An IPD meta-analysis of 6 RCTs (N = 3258) [21] and 2 additional, unique trials [7, 8] (N = 132) enrolled NAFLD patients with type 2 diabetes. All RCTs in the IPD meta-analysis were 26-week trials and treated patients with liraglutide 0.6 mg, liraglutide 1.2 mg, liraglutide 1.8 mg, or placebo. The IPD meta-analysis found that in patients with an elevated ALT (N = 1387), liraglutide 1.8 mg reduced ALT to a significantly greater degree than placebo, but the effect was lost after correcting for patient weight loss (P = 0.21) or after correcting for improvement in HbA1c (P = 0.63). Findings were similar for decrease in hepatic fat. In a sub-study (n = 149), there was a trend for reduction in liver fat (measured with CT scanning) with liraglutide 1.8 mg (P = 0.07), but the effect was lost after adjusting for weight loss (P = 0.90) or HbA1c (P = 0.73). While the incidence of serious adverse events was similar between liraglutide and placebo (6.5% vs. 6%, RR 1.10, 95% CI 0.75 to 1.62), study withdrawal due to adverse events and gastrointestinal disorder was significantly more likely in patients treated with liraglutide (withdrawal due to adverse events: 9% vs. 3%, RR 3.59, 95% CI 2.07 to 6.24; GI disorders 45% vs. 18%, RR 2.54, 95% CI 2.10 to 3.08).

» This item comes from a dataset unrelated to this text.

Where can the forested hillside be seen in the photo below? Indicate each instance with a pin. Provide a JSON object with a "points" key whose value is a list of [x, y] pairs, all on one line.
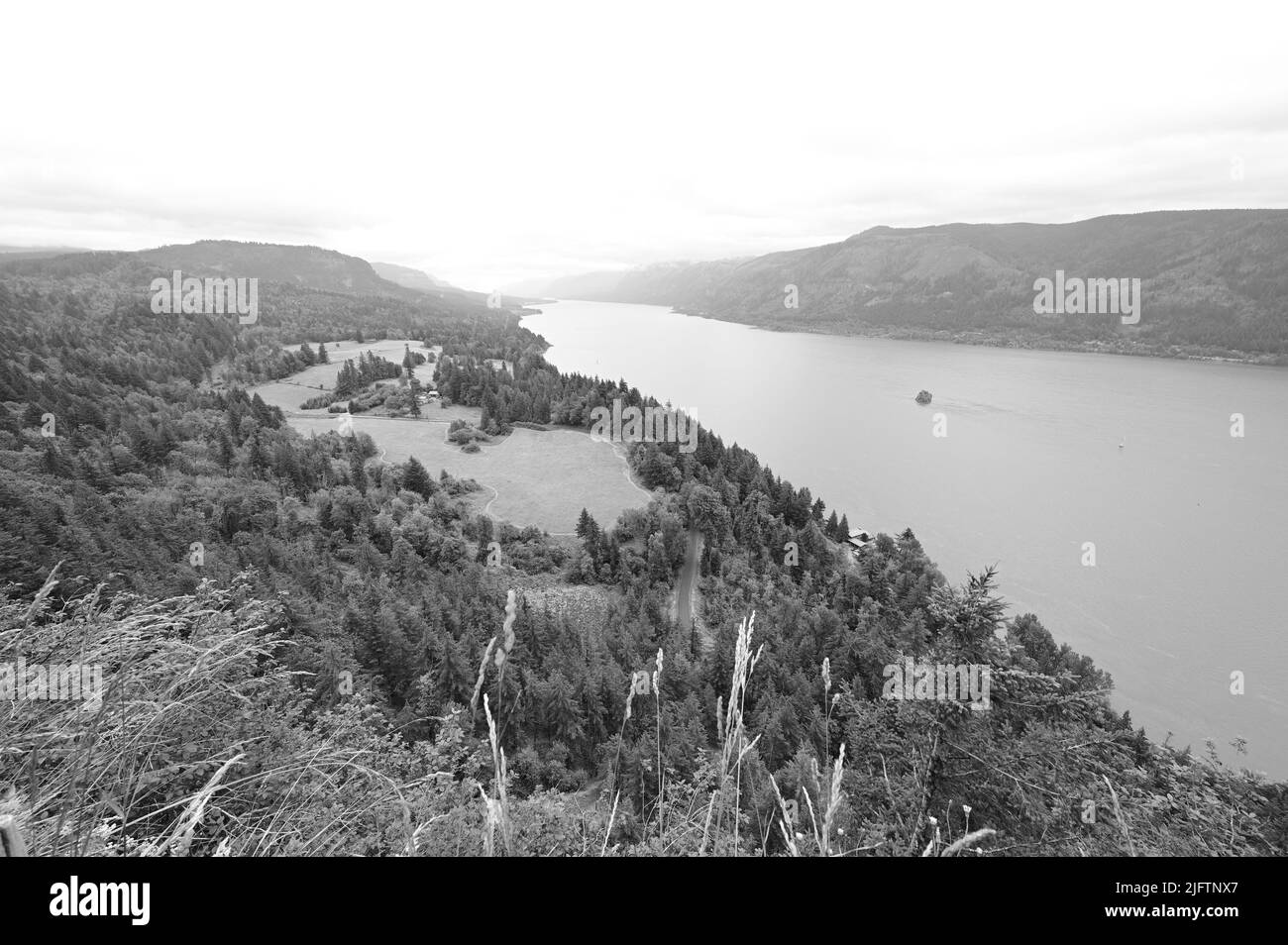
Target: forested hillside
{"points": [[1214, 283], [309, 651]]}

A trial of exenatide (N = 132) conducted in China enrolled patients with NAFLD and diabetes and reported efficacy outcomes only [8]. Twelve weeks of exenatide treatment (5 mg twice daily for 4 weeks then 10 mg twice daily for 8 weeks) was associated with greater reversal of liver fat assessed by ultrasound than intensive insulin therapy (93% vs. 67%, P < 0.01) [8]. At the conclusion of therapy, 40 to 43% of patients no longer had a fatty liver, and in the exenatide group, 0 out of 6 patients (0%) still had severe disease compared with 3 out of 5 patients (60%) in the insulin group (P = 0.03, our analysis). Body weight was also significantly reduced with exenatide compared with intensive insulin (− 7.77 kg vs. + 3.27 kg, P < 0.001) but there was no differential treatment effect on HbA1c (− 1.42% vs. − 1.31%, P > 0.05).

A small RCT conducted in China found no difference between sitagliptin 50 to 100 mg compared with diet and exercise on the liver function tests AST and ALT after 1 year of treatment, although sitagliptin treatment was associated with greater reduction in HbA1c (− 0.81 vs. − 0.25, P < 0.01) [7].

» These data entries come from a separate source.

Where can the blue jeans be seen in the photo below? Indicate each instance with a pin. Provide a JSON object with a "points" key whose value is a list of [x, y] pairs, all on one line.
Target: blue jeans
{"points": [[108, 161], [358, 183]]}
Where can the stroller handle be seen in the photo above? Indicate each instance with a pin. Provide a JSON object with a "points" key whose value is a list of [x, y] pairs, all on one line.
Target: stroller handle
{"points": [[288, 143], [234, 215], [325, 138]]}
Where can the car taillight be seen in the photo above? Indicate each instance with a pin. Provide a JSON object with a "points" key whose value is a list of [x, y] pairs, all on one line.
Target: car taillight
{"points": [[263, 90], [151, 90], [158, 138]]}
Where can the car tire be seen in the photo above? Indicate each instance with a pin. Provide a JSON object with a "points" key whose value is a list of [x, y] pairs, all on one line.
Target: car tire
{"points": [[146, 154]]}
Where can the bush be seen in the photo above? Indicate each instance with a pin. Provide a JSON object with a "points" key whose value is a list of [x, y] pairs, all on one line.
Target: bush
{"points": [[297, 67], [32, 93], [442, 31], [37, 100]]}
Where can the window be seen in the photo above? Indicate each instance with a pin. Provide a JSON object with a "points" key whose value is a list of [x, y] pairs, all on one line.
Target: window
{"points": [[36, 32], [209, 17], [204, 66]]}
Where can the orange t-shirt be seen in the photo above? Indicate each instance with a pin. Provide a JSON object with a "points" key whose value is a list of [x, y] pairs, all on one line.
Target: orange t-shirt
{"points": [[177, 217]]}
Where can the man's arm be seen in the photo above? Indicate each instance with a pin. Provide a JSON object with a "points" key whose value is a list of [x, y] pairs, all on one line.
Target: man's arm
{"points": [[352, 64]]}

Two RCTs enrolled patients with histologically confirmed NASH and prediabetes or diabetes as determined by an abnormal glucose tolerance test [18, 19]. In the first trial, all 101 patients were advised to follow a hypocaloric diet (500 kcal/d deficit) and were then randomized to pioglitazone 45 mg or placebo for 18 months (some patients were also taking metformin, a sulfonylurea, and/or insulin) [18]. A greater than or equal to 2-point reduction in Nonalcoholic fatty liver disease Activity Score (NAS) without worsening of fibrosis was the primary outcome and favored pioglitazone (58% vs. 18%, RR 3.28, 95% CI 1.74 to 6.22, our analysis). Resolution of NASH based on liver histology also favored pioglitazone (52% vs. 20%, RR 2.65, 95% CI 1.43 to 4.91, our analyses). HbA1c improved slightly with pioglitazone compared with placebo (− 0.6%, P = 0.009); however, treatment with pioglitazone was also associated with significant gain in weight (2.5 kg, P = 0.02).

In the second trial, 55 patients were counseled to follow a hypocaloric diet and then randomized to treatment with pioglitazone 45 mg or placebo for 6 months [19]. Pioglitazone treatment versus placebo was associated with greater improvements in HbA1c (− 0.7% vs. − 0.1%, P = 0.008), AST (− 19 vs. − 9 IU/L, P = 0.04), and ALT (− 39 vs. − 21 IU/L, P < 0.001). The proportion of participants who experienced improvement in hepatic fat was greater in the pioglitazone group (65% vs. 38%, P = 0.003), while there were no differences between treatments in fibrosis score. Pioglitazone treatment was also associated with weight gain compared with placebo (+ 2.5 kg vs. − 0.5 kg, P = 0.003). Study withdrawals due to adverse events were few and not different between groups.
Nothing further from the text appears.